Covering COVID-19 is a daily Poynter briefing of story ideas about the coronavirus and other timely topics for journalists, written by senior faculty Al Tompkins. Sign up here to have it delivered to your inbox every weekday morning.
Bargain hunters will have to look a lot harder this holiday shopping season because industry analysts say everything from athletic shoes to handbags will be selling at full price. You can thank the interruptions in the supply chain, which keep store inventories tight. The Wall Street Journal found:
The number of out-of-stock messages online is up 172% compared with January 2020, according to Adobe Inc., which tracks visits to retail websites and product categories. Of the 18 categories tracked by Adobe, apparel currently has the highest stock-out levels, followed by sporting goods, baby products, and electronics.
Adobe expects holiday-season discounts of 5% to 25%, less than the historical range of 10% to 30%.
“This year’s promotional levels have been lower than historical levels, and we’ve been thoughtful about the categories that need promotion,” Adrian Mitchell, Macy’s Inc.’s finance chief, told investors in September.

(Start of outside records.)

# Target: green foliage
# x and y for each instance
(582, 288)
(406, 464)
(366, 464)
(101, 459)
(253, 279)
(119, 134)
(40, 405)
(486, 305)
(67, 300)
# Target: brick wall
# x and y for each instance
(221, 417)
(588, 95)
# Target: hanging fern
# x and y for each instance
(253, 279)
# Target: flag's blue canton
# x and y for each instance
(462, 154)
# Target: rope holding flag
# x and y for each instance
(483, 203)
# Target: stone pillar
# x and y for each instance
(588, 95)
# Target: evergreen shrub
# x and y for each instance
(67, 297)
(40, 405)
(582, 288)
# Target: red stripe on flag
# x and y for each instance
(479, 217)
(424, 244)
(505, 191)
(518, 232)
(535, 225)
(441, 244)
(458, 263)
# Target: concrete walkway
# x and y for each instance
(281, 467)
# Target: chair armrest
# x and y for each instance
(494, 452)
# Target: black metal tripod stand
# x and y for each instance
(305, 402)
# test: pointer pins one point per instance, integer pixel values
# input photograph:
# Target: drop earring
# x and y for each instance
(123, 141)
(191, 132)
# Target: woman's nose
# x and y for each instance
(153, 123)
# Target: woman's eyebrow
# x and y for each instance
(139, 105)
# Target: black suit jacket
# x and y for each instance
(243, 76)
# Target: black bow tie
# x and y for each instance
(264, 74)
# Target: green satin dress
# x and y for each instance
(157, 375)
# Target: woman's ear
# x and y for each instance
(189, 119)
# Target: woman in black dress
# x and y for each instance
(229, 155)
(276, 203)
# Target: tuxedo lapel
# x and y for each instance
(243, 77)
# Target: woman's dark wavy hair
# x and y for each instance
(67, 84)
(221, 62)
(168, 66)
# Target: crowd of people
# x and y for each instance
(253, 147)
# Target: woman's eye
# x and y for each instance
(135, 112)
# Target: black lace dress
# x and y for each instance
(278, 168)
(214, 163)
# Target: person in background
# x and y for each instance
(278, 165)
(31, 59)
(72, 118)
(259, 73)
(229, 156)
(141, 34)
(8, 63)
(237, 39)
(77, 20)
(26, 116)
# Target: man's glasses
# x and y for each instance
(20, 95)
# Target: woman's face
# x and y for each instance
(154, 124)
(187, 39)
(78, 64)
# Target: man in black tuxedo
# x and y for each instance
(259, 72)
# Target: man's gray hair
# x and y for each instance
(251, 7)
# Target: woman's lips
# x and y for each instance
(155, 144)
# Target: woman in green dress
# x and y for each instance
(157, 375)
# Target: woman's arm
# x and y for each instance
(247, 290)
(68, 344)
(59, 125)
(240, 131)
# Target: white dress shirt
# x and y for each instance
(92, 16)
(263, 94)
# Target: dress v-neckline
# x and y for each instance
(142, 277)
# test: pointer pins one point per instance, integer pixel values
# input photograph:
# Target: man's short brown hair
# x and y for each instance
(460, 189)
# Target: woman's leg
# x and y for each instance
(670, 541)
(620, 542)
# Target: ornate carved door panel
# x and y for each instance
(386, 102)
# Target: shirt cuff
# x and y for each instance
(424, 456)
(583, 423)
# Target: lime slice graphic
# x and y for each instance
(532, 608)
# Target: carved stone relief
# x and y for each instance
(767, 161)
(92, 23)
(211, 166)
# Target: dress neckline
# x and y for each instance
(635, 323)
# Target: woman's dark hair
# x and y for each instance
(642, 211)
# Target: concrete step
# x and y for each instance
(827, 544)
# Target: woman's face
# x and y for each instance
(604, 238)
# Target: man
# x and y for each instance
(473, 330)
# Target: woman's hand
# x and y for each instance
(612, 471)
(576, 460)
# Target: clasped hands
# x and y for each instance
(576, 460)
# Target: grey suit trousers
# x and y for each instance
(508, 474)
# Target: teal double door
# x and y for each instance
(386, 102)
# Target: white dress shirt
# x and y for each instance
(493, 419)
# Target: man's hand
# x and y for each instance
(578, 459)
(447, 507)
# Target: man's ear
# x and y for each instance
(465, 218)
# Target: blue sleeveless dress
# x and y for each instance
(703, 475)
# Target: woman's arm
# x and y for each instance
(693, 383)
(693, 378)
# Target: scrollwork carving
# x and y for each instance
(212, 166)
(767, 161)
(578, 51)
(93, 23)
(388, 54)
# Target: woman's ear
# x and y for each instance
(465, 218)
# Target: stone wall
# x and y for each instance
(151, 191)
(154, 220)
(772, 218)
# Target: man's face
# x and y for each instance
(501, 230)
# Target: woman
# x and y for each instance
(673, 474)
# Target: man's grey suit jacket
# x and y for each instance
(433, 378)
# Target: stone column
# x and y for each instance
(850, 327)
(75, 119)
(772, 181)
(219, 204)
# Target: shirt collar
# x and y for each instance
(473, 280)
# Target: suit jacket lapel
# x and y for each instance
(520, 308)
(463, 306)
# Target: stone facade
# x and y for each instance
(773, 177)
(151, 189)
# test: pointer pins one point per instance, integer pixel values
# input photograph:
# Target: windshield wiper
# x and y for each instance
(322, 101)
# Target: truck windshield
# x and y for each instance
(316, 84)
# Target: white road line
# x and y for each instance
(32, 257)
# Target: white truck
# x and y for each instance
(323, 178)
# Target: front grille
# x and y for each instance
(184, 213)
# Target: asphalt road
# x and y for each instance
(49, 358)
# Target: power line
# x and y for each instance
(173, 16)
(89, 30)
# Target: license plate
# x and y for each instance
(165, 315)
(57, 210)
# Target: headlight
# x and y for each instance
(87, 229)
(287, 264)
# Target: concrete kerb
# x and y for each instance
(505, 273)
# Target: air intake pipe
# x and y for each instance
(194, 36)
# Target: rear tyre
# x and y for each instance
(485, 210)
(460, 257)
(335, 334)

Retailers are relieved that this holiday season may interrupt customers’ habits of waiting until after Christmas to buy steeply discounted items.
Your Thanksgiving meal will cost a lot more this year
The New York Times calculated the cost of Thanksgiving feast ingredients.
Nearly every component of the traditional American Thanksgiving dinner, from the disposable aluminum turkey roasting pan to the coffee and pie, will cost more this year, according to agricultural economists, farmers and grocery executives. Major food companies like Nestlé and Procter & Gamble have already warned consumers to brace for more price increases.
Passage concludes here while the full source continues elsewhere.